CASH AND CASH EQUIVALENTS
Cash equivalents consist of short-term, highly liquid investments, with a
maturity of three months or less, carried at cost plus accrued interest, which
are readily convertible into cash. The carrying value for cash and cash
equivalents approximates fair value.
CONCENTRATION OF CREDIT RISK
Financial instruments which potentially subject the Company to concentrations
of credit risk consist principally of cash equivalents. The Company places its
cash equivalents with high quality financial institutions.
MERCHANDISE INVENTORIES
Merchandise inventories are stated at the lower of cost or market, cost being
determined on a first-in, first-out ("FIFO") method.

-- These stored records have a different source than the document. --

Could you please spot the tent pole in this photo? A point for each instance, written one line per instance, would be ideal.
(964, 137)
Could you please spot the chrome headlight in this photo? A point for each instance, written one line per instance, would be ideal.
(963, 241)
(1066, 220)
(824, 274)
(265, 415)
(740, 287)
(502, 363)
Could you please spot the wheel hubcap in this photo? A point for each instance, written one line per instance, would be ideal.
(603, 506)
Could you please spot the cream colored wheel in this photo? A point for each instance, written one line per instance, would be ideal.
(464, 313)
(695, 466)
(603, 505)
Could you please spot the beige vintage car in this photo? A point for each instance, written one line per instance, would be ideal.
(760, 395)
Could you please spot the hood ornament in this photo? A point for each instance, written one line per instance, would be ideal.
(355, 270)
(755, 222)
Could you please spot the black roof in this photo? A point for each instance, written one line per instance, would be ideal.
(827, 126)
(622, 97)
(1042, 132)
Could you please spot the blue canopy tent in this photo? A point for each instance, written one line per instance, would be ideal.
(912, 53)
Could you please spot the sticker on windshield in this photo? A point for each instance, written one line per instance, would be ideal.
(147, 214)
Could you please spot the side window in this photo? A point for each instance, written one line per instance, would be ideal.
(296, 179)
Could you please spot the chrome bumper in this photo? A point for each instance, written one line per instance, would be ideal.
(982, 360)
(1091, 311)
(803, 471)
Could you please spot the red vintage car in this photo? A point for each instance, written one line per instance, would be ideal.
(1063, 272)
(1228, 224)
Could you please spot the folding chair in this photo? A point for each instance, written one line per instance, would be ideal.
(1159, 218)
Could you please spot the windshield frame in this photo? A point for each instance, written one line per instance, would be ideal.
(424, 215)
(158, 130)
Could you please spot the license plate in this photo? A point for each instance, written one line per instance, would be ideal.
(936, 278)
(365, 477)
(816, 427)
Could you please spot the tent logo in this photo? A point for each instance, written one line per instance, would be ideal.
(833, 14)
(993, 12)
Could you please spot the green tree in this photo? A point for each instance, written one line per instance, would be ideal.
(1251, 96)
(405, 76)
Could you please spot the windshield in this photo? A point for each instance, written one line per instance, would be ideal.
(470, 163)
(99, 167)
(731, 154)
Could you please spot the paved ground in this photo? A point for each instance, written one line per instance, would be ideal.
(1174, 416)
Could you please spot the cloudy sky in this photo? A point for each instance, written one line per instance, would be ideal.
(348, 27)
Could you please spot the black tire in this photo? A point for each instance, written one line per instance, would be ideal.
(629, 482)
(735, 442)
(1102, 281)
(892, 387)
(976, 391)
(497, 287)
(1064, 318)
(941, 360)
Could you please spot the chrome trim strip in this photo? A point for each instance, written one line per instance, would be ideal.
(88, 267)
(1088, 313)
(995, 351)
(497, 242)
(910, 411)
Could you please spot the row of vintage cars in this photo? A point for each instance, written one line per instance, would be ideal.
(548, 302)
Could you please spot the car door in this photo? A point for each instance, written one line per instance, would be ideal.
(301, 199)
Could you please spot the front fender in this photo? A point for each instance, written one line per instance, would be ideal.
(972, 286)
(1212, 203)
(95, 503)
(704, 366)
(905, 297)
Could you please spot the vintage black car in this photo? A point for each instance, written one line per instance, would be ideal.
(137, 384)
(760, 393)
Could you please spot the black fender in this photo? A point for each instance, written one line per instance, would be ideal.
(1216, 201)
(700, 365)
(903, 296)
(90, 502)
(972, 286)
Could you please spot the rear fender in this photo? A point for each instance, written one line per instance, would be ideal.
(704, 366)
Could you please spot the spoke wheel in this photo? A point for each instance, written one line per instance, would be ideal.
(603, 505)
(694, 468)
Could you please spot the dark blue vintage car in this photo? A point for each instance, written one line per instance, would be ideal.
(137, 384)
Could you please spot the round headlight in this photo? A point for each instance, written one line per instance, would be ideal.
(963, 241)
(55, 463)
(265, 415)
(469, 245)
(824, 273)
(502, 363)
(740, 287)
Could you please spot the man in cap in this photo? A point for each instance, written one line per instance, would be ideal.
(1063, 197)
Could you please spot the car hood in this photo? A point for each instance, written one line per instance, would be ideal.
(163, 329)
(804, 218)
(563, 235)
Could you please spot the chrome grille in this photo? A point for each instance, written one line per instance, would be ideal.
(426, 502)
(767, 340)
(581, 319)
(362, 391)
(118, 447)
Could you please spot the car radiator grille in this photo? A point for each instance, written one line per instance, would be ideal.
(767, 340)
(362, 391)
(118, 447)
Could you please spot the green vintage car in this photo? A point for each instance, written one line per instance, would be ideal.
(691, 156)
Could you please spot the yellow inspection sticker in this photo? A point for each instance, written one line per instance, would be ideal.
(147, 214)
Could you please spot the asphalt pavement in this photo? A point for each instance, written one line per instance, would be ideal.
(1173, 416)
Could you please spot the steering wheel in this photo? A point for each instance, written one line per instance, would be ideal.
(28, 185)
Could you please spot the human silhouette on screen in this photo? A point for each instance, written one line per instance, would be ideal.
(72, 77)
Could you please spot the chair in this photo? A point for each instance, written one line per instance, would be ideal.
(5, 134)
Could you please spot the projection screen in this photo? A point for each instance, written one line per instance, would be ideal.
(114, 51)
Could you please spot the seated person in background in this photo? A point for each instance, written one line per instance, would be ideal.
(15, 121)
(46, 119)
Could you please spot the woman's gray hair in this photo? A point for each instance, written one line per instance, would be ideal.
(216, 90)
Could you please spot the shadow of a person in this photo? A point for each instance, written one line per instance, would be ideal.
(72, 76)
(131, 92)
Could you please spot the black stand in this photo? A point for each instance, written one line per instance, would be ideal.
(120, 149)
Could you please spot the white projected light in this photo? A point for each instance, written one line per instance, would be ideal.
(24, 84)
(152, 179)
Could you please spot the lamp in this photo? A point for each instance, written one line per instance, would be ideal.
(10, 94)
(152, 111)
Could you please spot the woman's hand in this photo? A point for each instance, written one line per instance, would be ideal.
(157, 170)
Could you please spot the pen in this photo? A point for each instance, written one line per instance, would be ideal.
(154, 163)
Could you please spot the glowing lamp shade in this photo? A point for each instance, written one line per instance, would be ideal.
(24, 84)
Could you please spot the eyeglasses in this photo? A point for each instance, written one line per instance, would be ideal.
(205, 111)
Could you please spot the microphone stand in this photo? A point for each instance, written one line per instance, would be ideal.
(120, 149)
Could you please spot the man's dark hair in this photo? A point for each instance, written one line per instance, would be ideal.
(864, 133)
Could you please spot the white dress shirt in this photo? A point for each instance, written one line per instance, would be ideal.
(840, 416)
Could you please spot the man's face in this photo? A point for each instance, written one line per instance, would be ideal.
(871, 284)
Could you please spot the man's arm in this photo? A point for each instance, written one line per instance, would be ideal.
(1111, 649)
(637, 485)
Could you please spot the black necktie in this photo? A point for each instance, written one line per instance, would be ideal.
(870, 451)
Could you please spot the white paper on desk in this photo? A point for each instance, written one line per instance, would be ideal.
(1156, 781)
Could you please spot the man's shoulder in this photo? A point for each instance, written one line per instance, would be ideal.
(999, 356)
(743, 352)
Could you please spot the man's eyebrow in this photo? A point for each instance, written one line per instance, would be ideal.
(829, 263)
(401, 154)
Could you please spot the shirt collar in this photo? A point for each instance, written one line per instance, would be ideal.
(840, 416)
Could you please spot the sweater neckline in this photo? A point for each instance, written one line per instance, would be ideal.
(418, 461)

PROPERTY, EQUIPMENT AND DEPRECIATION
Property and equipment are stated at cost and are depreciated for financial
reporting purposes using the straight-line method over estimated useful lives of
thirty-nine years for buildings and five to ten years for furniture, fixtures
and equipment. Leasehold improvements are amortized by the straight-line method
over the initial term of the lease. At retirement or sale, the cost of the
assets and related accumulated depreciation are removed from the appropriate
accounts, and any resulting gain or loss is included in current income. Routine
maintenance, repairs and renewals are expensed as incurred. Renewals and
betterments which substantially increase the life of property and equipment are
capitalized.
ADVERTISING COSTS
Advertising and promotion costs are charged to operations in the year
incurred. Advertising expense was $2,181,935, $2,064,058 and $2,753,145 in 1997,
1996 and 1995, respectively.
STORE PREOPENING COSTS
Non-capital expenditures associated with new store preopening costs are
expensed as incurred.
STORE DEVELOPMENT COSTS
The Company incurred $1,436,416 related to store development costs for the
fiscal year ended January 3, 1998. During 1997, management assessed the business
strategies and opportunities of the Company to differentiate itself in the
warehouse-format home improvement retail market. This comprehensive process
resulted in the development of new merchandising, marketing and other strategic
initiatives to strengthen the Company's market position. Select marketing and
merchandising programs were implemented on a Company-wide basis during the
second, third and fourth quarters of 1997. Certain of the costs incurred in 1997
relate to the development and creative design of these strategic concepts while
other costs pertain to implementation including marketing, advertising,
promotions and payroll costs.
EARNINGS PER SHARE
Earnings per share have been computed according to Statement of Financial
Accounting Standards (SFAS) No. 128, "Earnings Per Share." SFAS 128 replaced the
previously reported "primary earnings per share" with "basic earnings per share"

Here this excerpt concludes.